DNS at IETF 118

By Geoff Huston on 29 Nov 2023

The IETF met in Prague in the first week of November 2023, and, as usual, there was a flurry of activity in the DNS-related Working Groups. Here’s a roundup of those DNS topics I found to be of interest at that meeting.

Rethinking the DNS

Prior to IETF meetings, there is an opportunity for informal discussions, under the label of a ‘hackathon’. The topic in the DNS was to reconsider the DNS. A major constraint in any such discussion is that the installed base of the DNS is highly resistant to many forms of change. The namespace definition, the data model of the DNS, and the model of the collection of delegated authorities assembled in a hierarchical manner are all fixed. With so much that must be retained, such conversations about a ‘new’ DNS quickly turn to discussions about incremental evolution that preserve backward compatibility.

There are a couple of areas of useful consideration. One is the way that DNS uses the underlying transport layer, its model of a preference for using UDP for queries and responses and the visible trend of placing more information into DNS responses. The work on DNS over HTTP (DoH) opens some interesting conversations about using a reliable, authenticated and encrypted streaming transport by default, and also opens up a conversation about push vs pull as a model of information delivery. However, this year’s hackathon headed in a different direction, namely the delegation record in the DNS.

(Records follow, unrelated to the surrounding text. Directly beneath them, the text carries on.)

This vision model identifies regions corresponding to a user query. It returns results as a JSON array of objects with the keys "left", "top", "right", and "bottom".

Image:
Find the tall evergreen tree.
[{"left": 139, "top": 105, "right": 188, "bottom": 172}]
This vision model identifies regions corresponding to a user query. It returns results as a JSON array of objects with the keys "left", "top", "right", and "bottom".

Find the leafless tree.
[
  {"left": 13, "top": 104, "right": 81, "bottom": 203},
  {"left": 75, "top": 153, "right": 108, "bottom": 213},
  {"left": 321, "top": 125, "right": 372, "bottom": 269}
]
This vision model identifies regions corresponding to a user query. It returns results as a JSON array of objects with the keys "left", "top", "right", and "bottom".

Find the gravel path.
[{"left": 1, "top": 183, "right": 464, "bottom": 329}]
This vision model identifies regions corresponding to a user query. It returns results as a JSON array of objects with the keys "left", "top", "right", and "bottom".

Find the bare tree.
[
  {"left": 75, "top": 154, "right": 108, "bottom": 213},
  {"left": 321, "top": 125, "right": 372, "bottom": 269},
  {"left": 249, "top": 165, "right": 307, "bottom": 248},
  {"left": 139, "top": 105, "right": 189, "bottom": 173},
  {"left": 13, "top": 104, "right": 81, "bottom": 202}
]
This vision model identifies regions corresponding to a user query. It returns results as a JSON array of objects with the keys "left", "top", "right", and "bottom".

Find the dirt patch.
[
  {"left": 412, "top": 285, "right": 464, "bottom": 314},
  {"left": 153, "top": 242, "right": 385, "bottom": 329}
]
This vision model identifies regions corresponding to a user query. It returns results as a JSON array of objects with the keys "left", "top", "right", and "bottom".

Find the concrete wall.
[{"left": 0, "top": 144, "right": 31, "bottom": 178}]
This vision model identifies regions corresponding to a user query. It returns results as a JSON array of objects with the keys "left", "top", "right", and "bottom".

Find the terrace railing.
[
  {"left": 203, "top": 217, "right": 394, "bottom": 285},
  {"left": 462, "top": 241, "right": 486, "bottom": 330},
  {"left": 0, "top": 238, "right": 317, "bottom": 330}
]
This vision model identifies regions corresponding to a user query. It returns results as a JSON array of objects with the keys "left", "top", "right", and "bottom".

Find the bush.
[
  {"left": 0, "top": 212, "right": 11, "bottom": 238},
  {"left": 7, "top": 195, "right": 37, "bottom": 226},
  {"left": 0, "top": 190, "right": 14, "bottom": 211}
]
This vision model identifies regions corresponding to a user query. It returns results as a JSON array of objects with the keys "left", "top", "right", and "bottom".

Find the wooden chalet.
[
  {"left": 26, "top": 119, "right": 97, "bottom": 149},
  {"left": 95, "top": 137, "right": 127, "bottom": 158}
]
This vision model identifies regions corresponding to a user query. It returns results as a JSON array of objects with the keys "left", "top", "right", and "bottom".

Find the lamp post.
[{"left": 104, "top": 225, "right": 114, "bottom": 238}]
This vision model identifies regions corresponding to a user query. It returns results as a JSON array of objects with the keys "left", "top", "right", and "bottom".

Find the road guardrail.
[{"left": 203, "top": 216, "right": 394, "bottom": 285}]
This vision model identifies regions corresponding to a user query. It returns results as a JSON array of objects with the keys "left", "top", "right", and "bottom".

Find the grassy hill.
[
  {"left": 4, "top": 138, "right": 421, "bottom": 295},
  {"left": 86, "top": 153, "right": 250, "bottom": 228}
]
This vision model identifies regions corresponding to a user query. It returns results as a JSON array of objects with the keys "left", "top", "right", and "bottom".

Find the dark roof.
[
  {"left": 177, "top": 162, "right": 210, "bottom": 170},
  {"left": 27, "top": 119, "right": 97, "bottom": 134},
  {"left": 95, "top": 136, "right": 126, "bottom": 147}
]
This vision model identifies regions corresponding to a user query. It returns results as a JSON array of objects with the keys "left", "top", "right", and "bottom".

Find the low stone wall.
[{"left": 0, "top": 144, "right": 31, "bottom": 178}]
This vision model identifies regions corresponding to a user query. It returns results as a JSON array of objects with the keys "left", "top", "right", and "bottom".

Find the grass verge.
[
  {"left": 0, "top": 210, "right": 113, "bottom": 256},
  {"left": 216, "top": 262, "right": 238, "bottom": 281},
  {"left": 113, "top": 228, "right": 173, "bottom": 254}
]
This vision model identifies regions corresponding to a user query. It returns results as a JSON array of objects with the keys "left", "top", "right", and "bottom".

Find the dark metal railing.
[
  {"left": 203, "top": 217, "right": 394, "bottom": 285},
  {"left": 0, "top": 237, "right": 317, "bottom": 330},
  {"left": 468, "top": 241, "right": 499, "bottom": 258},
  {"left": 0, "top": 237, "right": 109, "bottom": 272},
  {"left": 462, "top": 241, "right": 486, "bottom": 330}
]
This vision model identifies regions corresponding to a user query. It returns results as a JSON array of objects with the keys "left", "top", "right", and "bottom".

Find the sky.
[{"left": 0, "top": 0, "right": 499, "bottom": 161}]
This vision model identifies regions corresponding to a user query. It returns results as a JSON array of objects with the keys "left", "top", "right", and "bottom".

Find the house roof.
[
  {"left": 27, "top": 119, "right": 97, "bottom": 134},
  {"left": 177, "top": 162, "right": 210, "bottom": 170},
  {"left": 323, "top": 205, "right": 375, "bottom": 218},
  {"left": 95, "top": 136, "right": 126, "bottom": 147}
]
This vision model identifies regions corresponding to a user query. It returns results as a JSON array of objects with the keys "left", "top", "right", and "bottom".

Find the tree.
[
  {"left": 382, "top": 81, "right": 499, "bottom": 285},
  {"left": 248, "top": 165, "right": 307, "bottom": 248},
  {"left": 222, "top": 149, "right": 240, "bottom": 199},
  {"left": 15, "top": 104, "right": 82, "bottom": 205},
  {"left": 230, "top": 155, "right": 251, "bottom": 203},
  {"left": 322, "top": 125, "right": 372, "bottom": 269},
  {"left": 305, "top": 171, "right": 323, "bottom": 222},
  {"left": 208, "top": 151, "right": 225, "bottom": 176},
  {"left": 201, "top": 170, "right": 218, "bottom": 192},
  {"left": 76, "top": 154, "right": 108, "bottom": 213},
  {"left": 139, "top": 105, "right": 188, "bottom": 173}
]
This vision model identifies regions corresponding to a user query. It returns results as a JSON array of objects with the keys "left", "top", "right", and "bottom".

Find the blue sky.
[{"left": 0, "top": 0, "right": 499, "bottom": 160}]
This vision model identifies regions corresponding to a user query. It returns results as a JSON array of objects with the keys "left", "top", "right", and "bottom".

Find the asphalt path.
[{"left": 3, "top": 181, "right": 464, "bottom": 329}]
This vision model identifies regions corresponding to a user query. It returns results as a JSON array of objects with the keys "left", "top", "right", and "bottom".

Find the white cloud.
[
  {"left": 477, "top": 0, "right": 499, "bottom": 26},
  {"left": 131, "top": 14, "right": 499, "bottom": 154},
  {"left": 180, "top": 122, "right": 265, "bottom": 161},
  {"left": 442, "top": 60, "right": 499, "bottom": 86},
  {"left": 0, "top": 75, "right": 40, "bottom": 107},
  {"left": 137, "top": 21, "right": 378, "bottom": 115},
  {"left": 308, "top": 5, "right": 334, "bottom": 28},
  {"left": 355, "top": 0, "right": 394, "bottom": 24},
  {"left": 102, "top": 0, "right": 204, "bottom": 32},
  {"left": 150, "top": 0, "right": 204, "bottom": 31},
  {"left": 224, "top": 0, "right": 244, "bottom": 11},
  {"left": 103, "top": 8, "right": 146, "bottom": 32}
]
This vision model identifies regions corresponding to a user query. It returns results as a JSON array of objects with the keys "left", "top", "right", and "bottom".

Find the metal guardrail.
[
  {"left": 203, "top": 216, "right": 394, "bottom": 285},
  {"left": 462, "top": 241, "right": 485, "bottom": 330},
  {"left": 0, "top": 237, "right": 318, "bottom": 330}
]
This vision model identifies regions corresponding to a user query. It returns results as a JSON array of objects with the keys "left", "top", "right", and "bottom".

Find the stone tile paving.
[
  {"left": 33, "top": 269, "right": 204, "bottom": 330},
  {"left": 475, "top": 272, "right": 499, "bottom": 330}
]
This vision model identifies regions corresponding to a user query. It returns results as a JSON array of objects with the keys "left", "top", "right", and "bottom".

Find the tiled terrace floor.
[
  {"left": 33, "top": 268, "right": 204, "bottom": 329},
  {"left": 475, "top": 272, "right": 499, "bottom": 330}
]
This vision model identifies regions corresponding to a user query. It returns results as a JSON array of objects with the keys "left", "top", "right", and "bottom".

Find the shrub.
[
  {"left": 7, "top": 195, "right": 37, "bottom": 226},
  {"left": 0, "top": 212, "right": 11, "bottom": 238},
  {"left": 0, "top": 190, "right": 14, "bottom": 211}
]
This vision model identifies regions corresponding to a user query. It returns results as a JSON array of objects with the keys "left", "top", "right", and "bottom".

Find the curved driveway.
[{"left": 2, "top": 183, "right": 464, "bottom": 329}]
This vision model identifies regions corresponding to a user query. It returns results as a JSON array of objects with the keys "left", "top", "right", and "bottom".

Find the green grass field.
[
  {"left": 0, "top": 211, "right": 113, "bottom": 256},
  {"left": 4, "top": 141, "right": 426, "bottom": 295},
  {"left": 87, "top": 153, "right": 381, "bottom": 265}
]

Confusion over the nameserver (NS) record has been a significant issue for the DNS over its entire lifespan. It’s a piece of data that is held in both the child and parent zones, yet, confusingly, it’s the child that is authoritative for this data, while logically in terms of the DNS nameserver discovery process, it’s the parent’s copy of this data that is used to guide the name resolution process. So, the thought process is to consider what a compound delegation record might look like.

These days such a record may refer to multiple zone hosting providers, it may allow for suggested query transports in a similar manner to the SVCB record, and it would likely be authoritative at the parent and not be part of the child zone (similar to the existing DS record).

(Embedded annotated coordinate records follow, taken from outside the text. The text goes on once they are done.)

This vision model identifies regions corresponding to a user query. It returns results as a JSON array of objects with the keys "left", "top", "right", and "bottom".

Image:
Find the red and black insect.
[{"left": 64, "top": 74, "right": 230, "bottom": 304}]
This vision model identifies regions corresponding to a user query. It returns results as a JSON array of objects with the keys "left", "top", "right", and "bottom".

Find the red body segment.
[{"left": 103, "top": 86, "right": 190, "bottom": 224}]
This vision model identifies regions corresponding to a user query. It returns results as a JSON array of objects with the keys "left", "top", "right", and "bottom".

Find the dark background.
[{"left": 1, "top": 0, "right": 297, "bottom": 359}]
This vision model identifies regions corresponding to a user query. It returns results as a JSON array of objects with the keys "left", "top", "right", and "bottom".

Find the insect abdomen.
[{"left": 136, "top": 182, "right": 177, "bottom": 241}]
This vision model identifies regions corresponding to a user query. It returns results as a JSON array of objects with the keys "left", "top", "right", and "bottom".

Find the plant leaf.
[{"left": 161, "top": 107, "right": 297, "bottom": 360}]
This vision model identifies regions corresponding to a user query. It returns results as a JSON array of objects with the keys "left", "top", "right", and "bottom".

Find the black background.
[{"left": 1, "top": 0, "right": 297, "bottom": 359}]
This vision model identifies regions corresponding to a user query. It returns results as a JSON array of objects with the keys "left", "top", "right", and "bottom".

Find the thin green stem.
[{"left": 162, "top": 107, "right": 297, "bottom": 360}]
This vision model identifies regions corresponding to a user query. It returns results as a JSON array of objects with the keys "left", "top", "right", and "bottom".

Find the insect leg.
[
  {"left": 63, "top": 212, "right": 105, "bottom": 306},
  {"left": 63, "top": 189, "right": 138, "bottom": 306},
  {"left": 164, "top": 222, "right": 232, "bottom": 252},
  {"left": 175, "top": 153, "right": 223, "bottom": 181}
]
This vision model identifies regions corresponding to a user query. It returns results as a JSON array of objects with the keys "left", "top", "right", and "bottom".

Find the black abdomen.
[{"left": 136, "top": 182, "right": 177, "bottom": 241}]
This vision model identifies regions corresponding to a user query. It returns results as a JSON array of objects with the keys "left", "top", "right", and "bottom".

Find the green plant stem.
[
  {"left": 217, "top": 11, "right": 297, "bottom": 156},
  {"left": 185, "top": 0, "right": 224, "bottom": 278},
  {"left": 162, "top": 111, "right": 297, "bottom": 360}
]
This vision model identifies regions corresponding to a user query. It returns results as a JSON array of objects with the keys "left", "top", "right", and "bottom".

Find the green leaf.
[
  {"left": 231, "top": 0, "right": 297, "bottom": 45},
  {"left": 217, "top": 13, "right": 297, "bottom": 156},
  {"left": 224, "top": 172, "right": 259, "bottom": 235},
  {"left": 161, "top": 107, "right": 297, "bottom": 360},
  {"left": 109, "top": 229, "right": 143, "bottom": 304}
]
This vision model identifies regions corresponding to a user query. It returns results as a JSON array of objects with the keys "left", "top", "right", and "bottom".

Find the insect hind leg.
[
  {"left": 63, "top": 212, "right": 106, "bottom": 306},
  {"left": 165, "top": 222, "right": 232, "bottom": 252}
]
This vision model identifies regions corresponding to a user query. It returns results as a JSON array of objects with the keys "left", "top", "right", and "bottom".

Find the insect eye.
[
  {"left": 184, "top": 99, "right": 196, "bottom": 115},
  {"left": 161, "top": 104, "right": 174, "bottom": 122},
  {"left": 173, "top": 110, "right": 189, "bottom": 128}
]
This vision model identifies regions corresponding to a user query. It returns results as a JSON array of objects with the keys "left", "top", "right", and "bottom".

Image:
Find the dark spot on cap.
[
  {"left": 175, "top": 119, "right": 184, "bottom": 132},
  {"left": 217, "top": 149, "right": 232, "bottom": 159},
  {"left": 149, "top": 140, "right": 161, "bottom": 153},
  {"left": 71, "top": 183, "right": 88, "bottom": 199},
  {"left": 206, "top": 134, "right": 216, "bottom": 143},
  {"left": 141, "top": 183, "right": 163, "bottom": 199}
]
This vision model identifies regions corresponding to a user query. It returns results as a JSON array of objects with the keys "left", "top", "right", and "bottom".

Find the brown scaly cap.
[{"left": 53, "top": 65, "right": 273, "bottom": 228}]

It’s an interesting area of thought for the DNS as it applies the same consideration that the DNS is a provisioning protocol for accessing named applications and services to the DNS query resolution protocol itself in terms of querying the nameservers for a zone.

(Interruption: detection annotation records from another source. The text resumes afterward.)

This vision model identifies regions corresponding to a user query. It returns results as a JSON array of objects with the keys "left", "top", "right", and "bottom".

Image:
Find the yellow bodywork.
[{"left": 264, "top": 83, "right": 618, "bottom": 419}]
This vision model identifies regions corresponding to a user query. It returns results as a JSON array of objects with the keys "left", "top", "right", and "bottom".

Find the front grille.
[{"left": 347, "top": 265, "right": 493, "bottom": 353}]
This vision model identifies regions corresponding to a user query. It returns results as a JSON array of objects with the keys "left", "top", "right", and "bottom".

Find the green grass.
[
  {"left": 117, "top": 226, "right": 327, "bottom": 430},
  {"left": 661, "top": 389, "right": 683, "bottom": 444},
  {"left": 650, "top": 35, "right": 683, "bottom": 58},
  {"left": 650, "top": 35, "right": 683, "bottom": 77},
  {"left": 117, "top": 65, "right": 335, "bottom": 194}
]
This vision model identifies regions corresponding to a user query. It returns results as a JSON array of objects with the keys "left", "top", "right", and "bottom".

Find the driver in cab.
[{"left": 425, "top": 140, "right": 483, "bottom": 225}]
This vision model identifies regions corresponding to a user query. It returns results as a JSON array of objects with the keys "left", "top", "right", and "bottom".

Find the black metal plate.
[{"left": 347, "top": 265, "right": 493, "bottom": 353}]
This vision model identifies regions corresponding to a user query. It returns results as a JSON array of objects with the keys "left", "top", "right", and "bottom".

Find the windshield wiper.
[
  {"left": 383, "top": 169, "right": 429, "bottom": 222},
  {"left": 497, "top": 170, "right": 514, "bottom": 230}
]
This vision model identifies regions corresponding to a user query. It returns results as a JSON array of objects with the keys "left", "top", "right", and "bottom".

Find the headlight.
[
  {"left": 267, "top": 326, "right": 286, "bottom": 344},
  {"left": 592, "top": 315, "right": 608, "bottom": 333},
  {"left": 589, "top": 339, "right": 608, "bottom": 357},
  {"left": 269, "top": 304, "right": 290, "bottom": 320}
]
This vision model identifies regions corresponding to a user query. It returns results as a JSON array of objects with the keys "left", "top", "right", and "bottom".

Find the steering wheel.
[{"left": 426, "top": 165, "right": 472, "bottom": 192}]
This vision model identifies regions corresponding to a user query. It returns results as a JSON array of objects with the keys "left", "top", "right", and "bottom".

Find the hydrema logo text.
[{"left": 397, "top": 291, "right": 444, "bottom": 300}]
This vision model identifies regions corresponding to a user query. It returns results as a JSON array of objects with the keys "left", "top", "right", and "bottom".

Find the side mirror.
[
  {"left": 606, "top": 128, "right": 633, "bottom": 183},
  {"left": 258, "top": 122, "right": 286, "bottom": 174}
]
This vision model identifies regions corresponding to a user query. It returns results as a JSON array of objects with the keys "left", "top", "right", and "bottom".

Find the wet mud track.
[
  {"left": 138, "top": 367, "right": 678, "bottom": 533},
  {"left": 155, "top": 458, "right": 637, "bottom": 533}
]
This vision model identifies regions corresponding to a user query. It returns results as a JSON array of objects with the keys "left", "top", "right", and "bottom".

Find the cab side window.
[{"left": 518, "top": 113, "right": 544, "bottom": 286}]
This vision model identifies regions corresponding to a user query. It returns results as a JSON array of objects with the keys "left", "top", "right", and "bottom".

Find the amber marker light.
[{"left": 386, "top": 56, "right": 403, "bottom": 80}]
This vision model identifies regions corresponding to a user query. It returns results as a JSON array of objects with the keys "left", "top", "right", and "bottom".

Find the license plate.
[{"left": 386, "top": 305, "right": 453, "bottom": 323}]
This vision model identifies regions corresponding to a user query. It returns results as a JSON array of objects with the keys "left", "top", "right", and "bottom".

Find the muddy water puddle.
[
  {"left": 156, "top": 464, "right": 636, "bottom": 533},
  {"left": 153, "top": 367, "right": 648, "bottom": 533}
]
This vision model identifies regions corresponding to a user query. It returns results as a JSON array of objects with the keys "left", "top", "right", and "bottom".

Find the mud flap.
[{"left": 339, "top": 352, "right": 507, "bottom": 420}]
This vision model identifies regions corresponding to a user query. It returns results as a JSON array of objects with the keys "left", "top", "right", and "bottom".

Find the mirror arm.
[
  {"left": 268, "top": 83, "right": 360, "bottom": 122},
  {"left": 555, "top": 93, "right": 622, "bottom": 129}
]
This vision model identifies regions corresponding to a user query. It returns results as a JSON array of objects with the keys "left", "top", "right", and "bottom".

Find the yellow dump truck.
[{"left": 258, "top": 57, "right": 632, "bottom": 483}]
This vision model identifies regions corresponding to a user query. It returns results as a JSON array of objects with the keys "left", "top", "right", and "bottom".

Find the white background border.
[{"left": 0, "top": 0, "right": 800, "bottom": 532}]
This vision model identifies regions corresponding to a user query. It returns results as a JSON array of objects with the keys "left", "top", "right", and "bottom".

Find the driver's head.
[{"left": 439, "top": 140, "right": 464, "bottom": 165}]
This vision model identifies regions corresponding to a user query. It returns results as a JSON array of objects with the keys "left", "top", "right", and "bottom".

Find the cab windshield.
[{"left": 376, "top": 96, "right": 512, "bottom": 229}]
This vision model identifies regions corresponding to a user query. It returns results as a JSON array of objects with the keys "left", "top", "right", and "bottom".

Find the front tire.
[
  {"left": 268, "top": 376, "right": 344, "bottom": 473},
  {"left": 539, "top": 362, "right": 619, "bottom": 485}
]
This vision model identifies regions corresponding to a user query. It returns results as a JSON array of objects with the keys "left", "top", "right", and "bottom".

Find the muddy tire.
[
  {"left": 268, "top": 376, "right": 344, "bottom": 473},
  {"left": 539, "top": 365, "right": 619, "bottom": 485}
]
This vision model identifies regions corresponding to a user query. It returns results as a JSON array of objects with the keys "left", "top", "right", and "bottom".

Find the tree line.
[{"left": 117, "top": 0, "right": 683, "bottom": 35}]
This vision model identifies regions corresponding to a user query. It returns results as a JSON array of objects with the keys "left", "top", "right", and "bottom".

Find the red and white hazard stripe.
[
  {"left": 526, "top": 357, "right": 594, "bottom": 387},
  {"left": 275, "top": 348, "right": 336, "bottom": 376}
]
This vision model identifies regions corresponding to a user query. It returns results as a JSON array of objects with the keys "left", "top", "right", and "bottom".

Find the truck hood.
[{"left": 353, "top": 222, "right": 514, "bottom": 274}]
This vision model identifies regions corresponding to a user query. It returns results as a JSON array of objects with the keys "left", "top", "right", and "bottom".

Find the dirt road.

The hackathon report at the DNSOP Working Group meeting made mention of a new DELEG record that was able to carry this revised form of delegation in the DNS, but the report was also quick to note that further consideration of this idea would probably move further along in the coming months, and what might emerge as a proposal may not necessarily include a DELEG resource record per se.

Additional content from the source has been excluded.